Contributions are organized into three main sections: stemmed point technologies, fluted point technologies, and broader interactions. Topics range from regional overviews of chronologies and technologies to site-level findings containing extensive new data. The culmination of many years of work by dozens of researchers, this volume lays new groundwork for understanding technological innovation, diversity, and exchange among early Indigenous peoples in North America.


Katelyn McDonough is an assistant professor in the department of anthropology, director of the Museum of Natural and Cultural History’s Archaeology Field School, and curator of Great Basin Archaeology at the University of Oregon. Her research examines relationships between people, foodways, and environment in western North America, with an emphasis on plant use and landscape change during the Pleistocene-Holocene transition.

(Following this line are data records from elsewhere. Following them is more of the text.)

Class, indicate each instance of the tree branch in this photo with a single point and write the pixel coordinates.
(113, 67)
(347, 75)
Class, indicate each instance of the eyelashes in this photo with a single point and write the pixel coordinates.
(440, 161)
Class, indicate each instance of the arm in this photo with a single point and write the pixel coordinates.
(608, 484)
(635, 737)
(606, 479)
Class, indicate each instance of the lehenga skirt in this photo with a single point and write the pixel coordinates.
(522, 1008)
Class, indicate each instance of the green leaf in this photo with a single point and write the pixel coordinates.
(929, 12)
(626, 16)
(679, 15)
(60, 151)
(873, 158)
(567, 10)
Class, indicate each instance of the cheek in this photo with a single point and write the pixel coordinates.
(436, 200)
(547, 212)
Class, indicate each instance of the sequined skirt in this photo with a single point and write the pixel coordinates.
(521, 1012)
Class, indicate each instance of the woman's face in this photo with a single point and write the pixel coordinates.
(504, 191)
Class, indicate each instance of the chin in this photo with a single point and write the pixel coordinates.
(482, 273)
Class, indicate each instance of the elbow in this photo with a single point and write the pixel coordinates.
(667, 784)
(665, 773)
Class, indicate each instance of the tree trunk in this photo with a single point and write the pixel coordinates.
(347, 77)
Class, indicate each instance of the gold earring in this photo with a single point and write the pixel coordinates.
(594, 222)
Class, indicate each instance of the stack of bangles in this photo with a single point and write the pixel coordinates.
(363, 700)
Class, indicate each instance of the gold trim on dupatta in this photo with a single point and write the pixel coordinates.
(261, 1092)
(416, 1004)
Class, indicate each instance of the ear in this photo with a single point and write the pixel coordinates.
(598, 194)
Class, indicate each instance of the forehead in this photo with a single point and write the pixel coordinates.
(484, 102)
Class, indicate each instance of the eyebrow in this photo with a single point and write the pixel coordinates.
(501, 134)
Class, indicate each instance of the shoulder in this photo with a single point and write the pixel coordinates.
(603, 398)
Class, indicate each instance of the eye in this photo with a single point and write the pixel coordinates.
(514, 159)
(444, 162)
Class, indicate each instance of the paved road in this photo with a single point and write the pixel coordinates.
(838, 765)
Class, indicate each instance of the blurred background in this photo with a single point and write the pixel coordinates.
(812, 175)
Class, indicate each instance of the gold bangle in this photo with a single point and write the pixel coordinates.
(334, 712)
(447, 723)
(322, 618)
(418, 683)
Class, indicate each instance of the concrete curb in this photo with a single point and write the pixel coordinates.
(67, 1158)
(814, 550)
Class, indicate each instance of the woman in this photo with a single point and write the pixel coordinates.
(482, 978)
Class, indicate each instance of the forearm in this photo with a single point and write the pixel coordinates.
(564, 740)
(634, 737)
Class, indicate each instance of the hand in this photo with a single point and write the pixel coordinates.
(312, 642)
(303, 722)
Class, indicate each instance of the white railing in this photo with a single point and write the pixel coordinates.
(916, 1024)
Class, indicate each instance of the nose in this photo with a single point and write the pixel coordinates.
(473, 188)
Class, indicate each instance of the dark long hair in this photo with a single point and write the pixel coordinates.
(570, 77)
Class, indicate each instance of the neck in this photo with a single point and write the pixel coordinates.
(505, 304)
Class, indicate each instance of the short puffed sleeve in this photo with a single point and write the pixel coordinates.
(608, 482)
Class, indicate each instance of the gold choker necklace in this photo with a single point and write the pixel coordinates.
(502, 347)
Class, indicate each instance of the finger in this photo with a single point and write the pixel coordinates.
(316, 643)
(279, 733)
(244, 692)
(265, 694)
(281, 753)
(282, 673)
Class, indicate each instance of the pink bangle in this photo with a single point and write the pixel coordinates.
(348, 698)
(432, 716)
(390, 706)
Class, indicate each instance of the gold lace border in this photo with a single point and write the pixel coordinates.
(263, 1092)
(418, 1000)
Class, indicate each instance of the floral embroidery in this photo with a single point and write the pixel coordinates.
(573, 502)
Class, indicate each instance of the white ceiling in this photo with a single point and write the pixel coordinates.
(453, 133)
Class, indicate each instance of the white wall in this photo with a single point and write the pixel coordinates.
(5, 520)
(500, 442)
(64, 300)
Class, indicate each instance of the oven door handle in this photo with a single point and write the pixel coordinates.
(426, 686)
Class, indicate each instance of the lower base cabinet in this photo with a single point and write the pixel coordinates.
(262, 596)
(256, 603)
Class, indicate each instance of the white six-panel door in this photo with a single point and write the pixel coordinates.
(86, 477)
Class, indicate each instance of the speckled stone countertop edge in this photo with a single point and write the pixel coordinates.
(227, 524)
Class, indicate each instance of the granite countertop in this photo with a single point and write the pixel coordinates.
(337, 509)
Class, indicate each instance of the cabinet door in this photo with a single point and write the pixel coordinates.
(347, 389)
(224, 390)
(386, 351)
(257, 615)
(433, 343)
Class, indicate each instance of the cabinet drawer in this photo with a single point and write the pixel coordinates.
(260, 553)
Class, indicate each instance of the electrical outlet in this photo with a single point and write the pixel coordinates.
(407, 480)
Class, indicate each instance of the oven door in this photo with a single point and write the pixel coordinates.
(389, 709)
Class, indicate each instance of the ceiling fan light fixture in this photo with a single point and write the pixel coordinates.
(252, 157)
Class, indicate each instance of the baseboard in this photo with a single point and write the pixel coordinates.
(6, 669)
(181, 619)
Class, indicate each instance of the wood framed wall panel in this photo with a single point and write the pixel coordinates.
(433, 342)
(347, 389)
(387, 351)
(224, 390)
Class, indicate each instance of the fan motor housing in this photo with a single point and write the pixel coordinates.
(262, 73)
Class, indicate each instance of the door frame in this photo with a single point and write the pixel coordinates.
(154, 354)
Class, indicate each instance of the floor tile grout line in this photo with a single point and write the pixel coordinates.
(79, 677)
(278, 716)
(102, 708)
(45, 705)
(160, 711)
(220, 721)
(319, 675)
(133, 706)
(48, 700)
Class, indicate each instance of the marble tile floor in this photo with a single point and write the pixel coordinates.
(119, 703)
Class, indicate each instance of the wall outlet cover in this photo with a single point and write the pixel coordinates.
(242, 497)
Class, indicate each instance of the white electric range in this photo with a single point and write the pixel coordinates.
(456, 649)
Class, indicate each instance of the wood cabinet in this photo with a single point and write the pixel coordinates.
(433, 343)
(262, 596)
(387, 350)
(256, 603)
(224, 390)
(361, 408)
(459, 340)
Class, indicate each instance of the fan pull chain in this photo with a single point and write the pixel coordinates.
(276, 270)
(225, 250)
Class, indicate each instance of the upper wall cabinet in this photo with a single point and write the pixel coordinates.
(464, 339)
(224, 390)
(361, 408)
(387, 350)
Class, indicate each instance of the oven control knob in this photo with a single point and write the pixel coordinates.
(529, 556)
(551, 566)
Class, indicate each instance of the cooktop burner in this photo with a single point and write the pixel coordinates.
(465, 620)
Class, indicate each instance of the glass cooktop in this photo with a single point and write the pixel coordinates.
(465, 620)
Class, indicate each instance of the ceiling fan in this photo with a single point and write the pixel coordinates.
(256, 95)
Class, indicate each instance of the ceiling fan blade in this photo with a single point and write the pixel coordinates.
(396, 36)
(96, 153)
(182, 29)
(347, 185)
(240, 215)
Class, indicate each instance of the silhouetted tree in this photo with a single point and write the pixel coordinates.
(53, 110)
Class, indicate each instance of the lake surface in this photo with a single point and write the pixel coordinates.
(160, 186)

Richard (Richie) Rosencrance is a Ph.D. candidate in Anthropology and with the Artemisia Archaeological Research Fund at the University of Nevada, Reno, and an instructor at the Archaeology Field School run by the Museum of Natural and Cultural History at the University of Oregon. His research focuses broadly upon technological innovation, especially in the northern Great Basin and Columbia Plateau, and more specifically upon late Pleistocene lithic technology and chronology building. 

Jordan Pratt is a Ph.D. candidate in Anthropology and with the Center for the Study of the First Americans at Texas A&M University. She is currently leading excavations at Weed Lake Ditch, an open-air Paleoindian site in eastern Oregon. Her research centers on the lithic technological organization strategies used by late Pleistocene peoples, particularly in the northern Great Basin. 


Praise and Reviews:

“This volume provides a valuable snapshot of early lithic technologies in western North America and the relationships of those technologies to other early stone tools and manufacturing techniques in the rest of the continent.”